I have been working with databases for ages, and always thought they had little limitations, except for the possibilities to calculate across rows. In basic SQL it’s not possible to refer to values in other rows. This make some calculations very hard or even impossible.
Working now a lot with the SAP HANA database, I learned about window functions which really opened a lot of new possibilities.
You can regard a window function as an in-line aggregation. You will get the results of the aggregation function on each line. Some simple examples based on the table below show the idea and the syntax of a window function:
Let’s use a window function now to sum the total revenue of each customer. Here we use the well-known SUM() function and specify the aggregation level with the ‘over(partition by …)’ extension:
select "Customer", "Period", "Revenue", sum("Revenue") over (partition by "Customer") as "TotalCustomerRevenue" from "NSLTECH"."CustomerPeriodRevenue"
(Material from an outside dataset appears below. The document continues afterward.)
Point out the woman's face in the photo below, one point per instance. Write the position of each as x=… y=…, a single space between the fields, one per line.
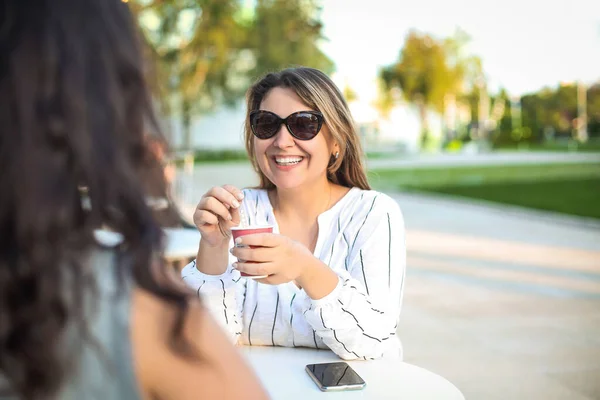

Which results in the following:
This would be possible without window functions by running a subquery which does the aggregation on customer level and join it to the original table.
If we add an ‘order by’ clause, we will actually get a running sum over the periods
select "Customer", "Period", "Revenue", sum("Revenue") over (partition by "Customer" order by "Period") as "TotalCustomerRevenue" from "NSLTECH"."CustomerPeriodRevenue"
For more specifics about the syntax and all the possibilities, check the documentation.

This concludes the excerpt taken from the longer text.